-
Notifications
You must be signed in to change notification settings - Fork 3.2k
Description
Description
Hi, I keep playing around with the vjp3 + array refs for zero-memory-overhead gradient accumulation. I recently reported the problem about scan + reverse:
#32411 (comment)
I brought it to JAX 0.7.2 via monkey patching and now full transformer training is working properly. Now I moved to more advanced training setups, like training extra heads on top of the transformer while freezing the backbone (via optax). So in forward pass, we're doing full model forward pass, get output embeddings and then feed it to smaller model to predict main model's distribution. But masking some keys in model state's optimizer, we ensure that during the backward pass we only train heads and not the backbone model so jax optimizes away entire main model backward pass.

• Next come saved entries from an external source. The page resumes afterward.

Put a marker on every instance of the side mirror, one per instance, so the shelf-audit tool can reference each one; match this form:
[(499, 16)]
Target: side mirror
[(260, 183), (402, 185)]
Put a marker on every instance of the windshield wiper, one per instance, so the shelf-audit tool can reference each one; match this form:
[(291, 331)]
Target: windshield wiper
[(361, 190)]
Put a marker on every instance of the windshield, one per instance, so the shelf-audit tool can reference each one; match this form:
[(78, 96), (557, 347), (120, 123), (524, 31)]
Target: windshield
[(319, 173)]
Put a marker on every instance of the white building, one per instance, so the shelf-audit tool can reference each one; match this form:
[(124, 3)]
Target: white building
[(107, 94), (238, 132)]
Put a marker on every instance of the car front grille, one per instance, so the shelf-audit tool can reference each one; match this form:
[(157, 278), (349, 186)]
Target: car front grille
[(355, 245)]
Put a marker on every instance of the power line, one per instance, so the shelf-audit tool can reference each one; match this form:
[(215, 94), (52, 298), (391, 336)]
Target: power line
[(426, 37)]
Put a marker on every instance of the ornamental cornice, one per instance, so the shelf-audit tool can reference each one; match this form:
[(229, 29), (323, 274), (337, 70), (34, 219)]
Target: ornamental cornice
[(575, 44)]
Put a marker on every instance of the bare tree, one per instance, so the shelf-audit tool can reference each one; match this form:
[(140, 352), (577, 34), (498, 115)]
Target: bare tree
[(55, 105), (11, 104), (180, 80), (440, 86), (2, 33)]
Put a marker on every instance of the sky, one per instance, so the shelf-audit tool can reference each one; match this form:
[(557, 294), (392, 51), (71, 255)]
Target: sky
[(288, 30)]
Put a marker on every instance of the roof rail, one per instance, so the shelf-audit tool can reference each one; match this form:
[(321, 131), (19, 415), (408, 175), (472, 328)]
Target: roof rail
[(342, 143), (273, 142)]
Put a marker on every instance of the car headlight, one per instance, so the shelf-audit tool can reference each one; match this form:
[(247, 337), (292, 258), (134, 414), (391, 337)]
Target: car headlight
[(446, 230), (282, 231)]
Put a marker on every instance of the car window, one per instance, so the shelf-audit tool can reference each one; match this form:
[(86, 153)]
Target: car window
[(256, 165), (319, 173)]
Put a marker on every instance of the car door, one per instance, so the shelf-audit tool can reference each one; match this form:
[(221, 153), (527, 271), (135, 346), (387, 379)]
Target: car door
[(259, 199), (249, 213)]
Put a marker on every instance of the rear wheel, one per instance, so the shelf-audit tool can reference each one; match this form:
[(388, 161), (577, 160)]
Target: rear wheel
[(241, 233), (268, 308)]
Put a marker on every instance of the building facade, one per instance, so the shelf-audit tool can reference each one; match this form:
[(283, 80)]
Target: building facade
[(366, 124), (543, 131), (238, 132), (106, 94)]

For the backbone models, we're not using scan to iterate over layers. But for the heads, we're using scan.
We got the following error:
File "/papyrax/papyrax/training/trainer.py", line 128, in _loop_body
grad_fn.with_refs(grads_accum)(jnp.ones_like(loss))
ValueError: Invalid shape for `addupdate`. Ref shape: (14336, 4096). Expected shape: (14336, 4096). Value shape: (4096, 14336). Transforms: ().
Error happens here in backward_pass3 function:
for x, ct in zip(primals, cts_out):
if isinstance(x, GradAccum):
x.accum(ct) <- here
primals
[JitTracer<bfloat16[8,8192,4096]>, <jax._src.interpreters.ad.RefAccum object at 0x7fa7e0342bd0>]
cts_out
(None, JitTracer<bfloat16[4096,14336]>)
My guess would be that at some points training state tree is being flattened in a list and then some entires are filtered out while gradient update expect original flat tree.
It is also interesting that it looks like I'm getting this error during tracing, even before before lowering and compiling.
I tried reproducing this error via simple script but no luck yet.
System info (python version, jaxlib version, accelerator, etc.)
root@computeinstance-e00p9411jfafcfq06n:/papyrax# python3 -c 'import jax; jax.print_environment_info()'
jax: 0.7.2
jaxlib: 0.7.2
numpy: 2.1.3
python: 3.11.13 (main, Jun 4 2025, 08:57:30) [GCC 13.3.0]
device info: NVIDIA H100 80GB HBM3-8, 8 local devices"
process_count: 1
platform: uname_result(system='Linux', node='computeinstance-e00p9411jfafcfq06n', release='5.15.0-152-generic', version='#162-Ubuntu SMP Wed Jul 23 09:48:42 UTC 2025', machine='x86_64')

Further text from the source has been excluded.